I don't know about you, but if I was a perfect unchanging god, I would ensure that when I conveyed my message of perfect truth about my unchanging nature to my people, it would retain that state. I would make sure that no contradictions or mistruths arose in anything in the text. I would make sure my people understood the doctrines that I dictated to them. I would take measures to ensure that their beliefs remained in stasis.

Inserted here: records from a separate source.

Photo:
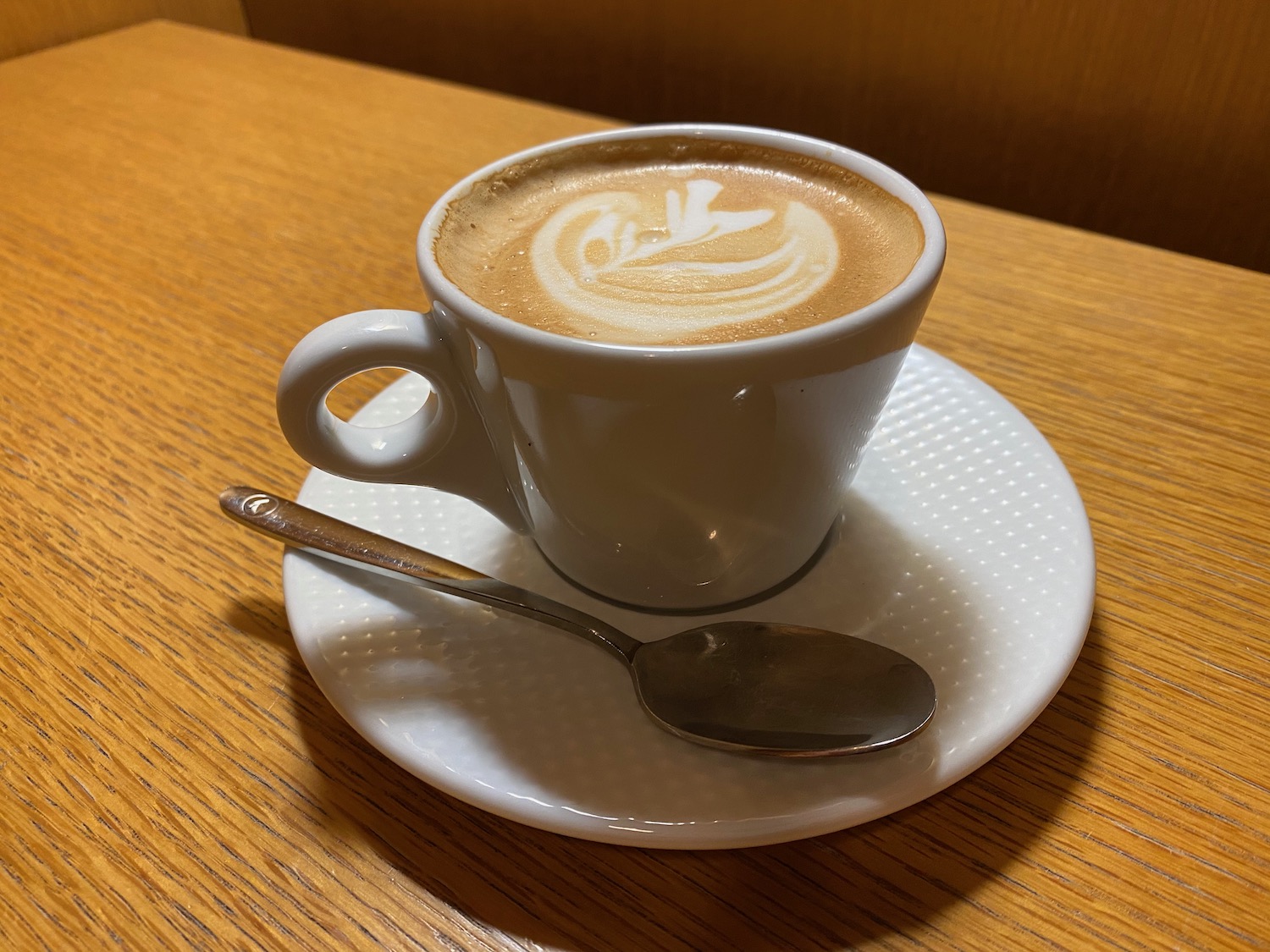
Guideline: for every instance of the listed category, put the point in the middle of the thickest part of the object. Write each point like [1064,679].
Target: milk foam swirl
[632,261]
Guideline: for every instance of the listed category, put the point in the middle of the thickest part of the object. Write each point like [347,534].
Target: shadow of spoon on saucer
[749,687]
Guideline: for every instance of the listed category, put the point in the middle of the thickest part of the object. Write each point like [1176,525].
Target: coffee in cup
[658,352]
[676,240]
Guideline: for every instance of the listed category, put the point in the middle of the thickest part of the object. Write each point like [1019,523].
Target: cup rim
[919,281]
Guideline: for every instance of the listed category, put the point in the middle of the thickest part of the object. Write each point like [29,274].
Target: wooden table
[178,207]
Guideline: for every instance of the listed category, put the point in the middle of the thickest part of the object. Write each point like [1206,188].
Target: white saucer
[963,543]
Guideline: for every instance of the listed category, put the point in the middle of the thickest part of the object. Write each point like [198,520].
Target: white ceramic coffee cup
[675,477]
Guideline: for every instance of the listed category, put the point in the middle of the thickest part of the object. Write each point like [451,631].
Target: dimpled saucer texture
[963,543]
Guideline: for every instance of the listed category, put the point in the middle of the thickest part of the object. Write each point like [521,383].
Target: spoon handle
[310,531]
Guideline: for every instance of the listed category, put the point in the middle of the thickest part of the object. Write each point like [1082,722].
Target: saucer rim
[748,832]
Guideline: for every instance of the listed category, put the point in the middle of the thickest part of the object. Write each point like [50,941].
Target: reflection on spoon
[754,687]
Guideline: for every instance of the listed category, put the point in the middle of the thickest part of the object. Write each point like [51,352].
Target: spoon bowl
[752,687]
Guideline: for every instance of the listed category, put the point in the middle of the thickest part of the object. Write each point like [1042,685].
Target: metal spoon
[754,687]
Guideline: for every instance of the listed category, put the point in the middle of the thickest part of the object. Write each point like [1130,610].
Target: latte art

However, this is not what we find when we examine the various religions of the world at all, in fact quite contrary to it. Tracing human history and the history of religion back as far as we can go is very interesting indeed. Along with culture and knowledge, beliefs and superstitions evolved as the ages went by. The first superstitious beliefs and practices were mostly comprised of rituals to try and cause the weather to change. This isn't particularly surprising as those early civilisations were very much at the mercy of mother nature. In fact today we are still at the mercy of the weather, just look at how much we get hurt when tsunami's hit, not to mention hurricanes and tornadoes too. Those early cultures did not have any of the knowledge we have today, or the ability to recover from disasters as much. A prolonged drought could force entire villages to choose between leaving their homeland and dying of starvation. In some places there was too much rain, and they would perform rituals to try make the rain go away.

For the most part, as culture and knowledge evolved magical superstitions and rituals declined in popularity per se. It is only honest to say that those prior beliefs and practices were at the very least misguided, and in all seriousness were simply wrong. They had misjudged the nature of the 'gods'. I find this similar in many respects to the decline of religious superstition. Until the advent of modern science, all functions of the natural world were typically attributed to gods, and religious belief and practices reflected this. Pagan cultures had various gods that were in control of each function of their environment. Sea gods, Storm gods, Love gods, War gods etc. Each step in the religious evolution of humanity was not necessarily developed out of previous belief as seems to be the case with the pagan religions. Monotheism seemed to have developed separately to polytheism, though the god concept itself must surely have had a common origin in ancient Mesopotamia.

Now does this view of the development of religion seem to reflect anything that would be postulated by an unchanging, omnipotent, perfect deity? Absolutely not in my mind. If you can think of a reason why human belief would evolve in such a way other than a simple heuristic desire to know more about the world around them.


  1. I hear ya there. Sam Harris made a good point once when he said (and I paraphrase) that if there really was a cosmic deity who created all things and is the original source of the Bible, that the Bible itself would be the most important, awe-inspiring, clear collection of documents we could ever possess and be completely infallible, let alone good for us. As it turns out, the Bible and other such holy books are immoral garbage. This alone gives me no doubt that holy books are from man's imperfect imagination. Any evolution to be found in religion appears to be the result of the need for those in power wanting to keep the ignorant ignorant, the poor poor and powerless powerless. Science is a natural enemy to religion because of this.